Problems involving multiphase flow, multicomponent transport and heat transfer in porous media arise in a number of scientific and engineering disciplines. Important technological areas include oil reservoir engineering, groundwater contamination and remediation, heat pipe technologies, drying processes, particulate materials processing, trickle bed reactors, and geothermal reservoirs. For many decades, the traditional multiphase flow model based on the generalized Darcy's law has been used. Unfortunately, this model is cumbersome and computationally demanding when applied to predicting multiphase flow and transport; obtaining a multi-dimensional solution using this model presents a formidable challenge if not all impossible.

This research project is to develop and prove a novel approach for the exploration of multiphase flow and transport in porous media: the multiphase mixture model. The new model contains significantly fewer differential equations to solve, but remains to be a mathematically equivalent version of the conventional multiphase flow model, thus offering an attractive alternative for the theoretical analysis and numerical simulation. Through combined experimental and numerical studies, we intend to establish an efficient and routine tool to perform analyses of multidimensional multiphase flow and transport problems.

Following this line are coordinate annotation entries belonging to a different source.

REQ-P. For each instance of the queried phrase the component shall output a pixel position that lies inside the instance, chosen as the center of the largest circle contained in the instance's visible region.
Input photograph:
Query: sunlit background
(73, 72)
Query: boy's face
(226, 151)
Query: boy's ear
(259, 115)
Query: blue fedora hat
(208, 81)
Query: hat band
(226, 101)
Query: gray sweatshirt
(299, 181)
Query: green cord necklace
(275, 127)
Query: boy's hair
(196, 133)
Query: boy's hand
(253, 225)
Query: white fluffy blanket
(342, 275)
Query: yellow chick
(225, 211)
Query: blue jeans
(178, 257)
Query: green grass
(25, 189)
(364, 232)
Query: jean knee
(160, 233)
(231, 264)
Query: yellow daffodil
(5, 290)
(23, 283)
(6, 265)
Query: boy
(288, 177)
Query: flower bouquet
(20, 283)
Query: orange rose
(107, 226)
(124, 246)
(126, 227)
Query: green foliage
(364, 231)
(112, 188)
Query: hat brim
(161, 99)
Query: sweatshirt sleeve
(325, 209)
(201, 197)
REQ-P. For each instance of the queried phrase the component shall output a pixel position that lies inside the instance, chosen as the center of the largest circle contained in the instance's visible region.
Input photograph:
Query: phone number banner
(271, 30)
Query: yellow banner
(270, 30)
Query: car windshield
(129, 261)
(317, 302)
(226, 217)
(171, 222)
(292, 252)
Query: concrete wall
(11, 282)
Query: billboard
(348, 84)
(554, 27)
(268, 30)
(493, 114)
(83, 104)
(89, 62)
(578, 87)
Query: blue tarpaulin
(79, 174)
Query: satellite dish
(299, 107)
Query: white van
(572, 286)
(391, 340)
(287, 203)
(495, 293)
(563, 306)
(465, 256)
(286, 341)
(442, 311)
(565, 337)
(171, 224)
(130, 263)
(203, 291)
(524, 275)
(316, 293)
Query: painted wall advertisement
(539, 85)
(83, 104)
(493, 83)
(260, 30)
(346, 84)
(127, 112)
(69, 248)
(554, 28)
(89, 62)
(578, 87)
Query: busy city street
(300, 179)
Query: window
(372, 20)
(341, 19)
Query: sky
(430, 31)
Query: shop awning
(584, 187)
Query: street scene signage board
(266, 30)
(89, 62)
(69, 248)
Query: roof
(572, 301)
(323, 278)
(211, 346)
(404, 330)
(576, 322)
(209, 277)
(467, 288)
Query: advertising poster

Two major areas are currently investigated. One area concerns twofers flow and heat transfer in porous media as widely encountered in energy conversion and electronics cooling. A highly efficient simulation model has been developed which can provide a routine tool for determining the two-phase dynamics and heat transfer in porous media. The computer model has been extensively validated by analytical solutions and benchmark experiments. The other area aims at developing a generic and efficient simulator for multiphase transport in relation to groundwater contamination and remediation. Advantage is taken of the two salient facts that the multiphase mixture model: (1) does not necessitate explicit tracking of phase interfaces nor primary variables switching, thereby providing an ideal formulation for the numerical modeling of multiphase flow and transport in porous media, and (2) reduces the number of differential equations almost by half and replaces them with algebraic relations in a mathematically equivalent fashion.

An earlier version of the simulator for two-phase, two-component systems has been available, while efforts are currently underway to develop a code for three-phase (i.e., gas, water and non-aqueousphase liquid), multicomponent systems.